Google on Tuesday said its new MUM (Multitask Unified Model) has helped improve searches for vaccine information, helping people find timely, high-quality information about COVID-19 vaccines globally. Google had recently unveiled MUM that offers expert-like answers to questions with fewer queries to complex tasks. “AstraZeneca, CoronaVac, Moderna, Pfizer, Sputnik and other broadly distributed vaccines all have many different names all over the world — over 800, based on our analysis. People searching for information about the vaccines may look for ‘Coronavaccin Pfizer’, ‘mRNA-1273’, ‘CoVaccine’ — the list goes on.
“Our ability to correctly identify all these names is critical to bringing people the latest trustworthy information about the vaccine,” Pandu Nayak, Google Fellow and Vice President, Search said. He added that identifying the different ways people refer to the vaccines all over the world is hugely time-intensive, taking hundreds of human hours. “With MUM, we were able to identify over 800 variations of vaccine names in more than 50 languages in a matter of seconds. After validating MUM’s findings, we applied them to Google Search so that people could find timely, high-quality information about COVID-19 vaccines worldwide,” he said.
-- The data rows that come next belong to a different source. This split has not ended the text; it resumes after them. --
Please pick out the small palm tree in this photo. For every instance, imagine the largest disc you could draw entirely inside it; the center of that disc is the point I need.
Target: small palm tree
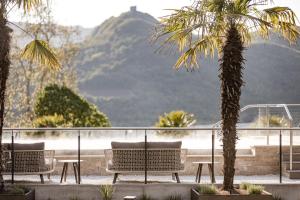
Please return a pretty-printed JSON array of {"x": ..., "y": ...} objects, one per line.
[
  {"x": 225, "y": 26},
  {"x": 37, "y": 50},
  {"x": 177, "y": 118}
]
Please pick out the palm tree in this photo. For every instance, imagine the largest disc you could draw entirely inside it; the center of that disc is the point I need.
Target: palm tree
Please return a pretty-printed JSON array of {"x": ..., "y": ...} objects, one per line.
[
  {"x": 225, "y": 27},
  {"x": 36, "y": 50}
]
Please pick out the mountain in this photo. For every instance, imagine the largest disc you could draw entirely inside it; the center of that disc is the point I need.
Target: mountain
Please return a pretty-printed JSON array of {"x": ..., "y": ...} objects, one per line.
[{"x": 120, "y": 70}]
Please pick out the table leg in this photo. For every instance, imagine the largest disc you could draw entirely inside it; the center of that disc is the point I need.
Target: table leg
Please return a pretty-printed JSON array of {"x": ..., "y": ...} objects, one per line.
[
  {"x": 63, "y": 173},
  {"x": 66, "y": 173},
  {"x": 197, "y": 174},
  {"x": 77, "y": 169},
  {"x": 200, "y": 171},
  {"x": 75, "y": 172},
  {"x": 212, "y": 177}
]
He explained that as people everywhere searched for information, Google had to learn to identify all the different phrases people used to refer to the novel coronavirus to make sure high quality and timely information from trusted health authorities like the World Health Organization (WHO) and Centers for Disease Control and Prevention surfaced. Nayak said this first application of MUM helped get critical information to users around the world in a timely manner, and Google is looking forward to the many ways in which MUM can make Search more useful to people in the future. “Our early testing indicates that not only will MUM be able to improve many aspects of our existing systems, but will also help us create completely new ways to search and explore information,” he added.
MUM can learn from and transfer knowledge across the over 75 languages it is trained on. With its knowledge transfer abilities, MUM does not have to learn a new capability or skill in every new language. It can transfer learnings across them, helping quick scaling of improvements, even when there isn’t much training data to work with. This means that MUM requires far fewer data inputs than previous models to accomplish the same task.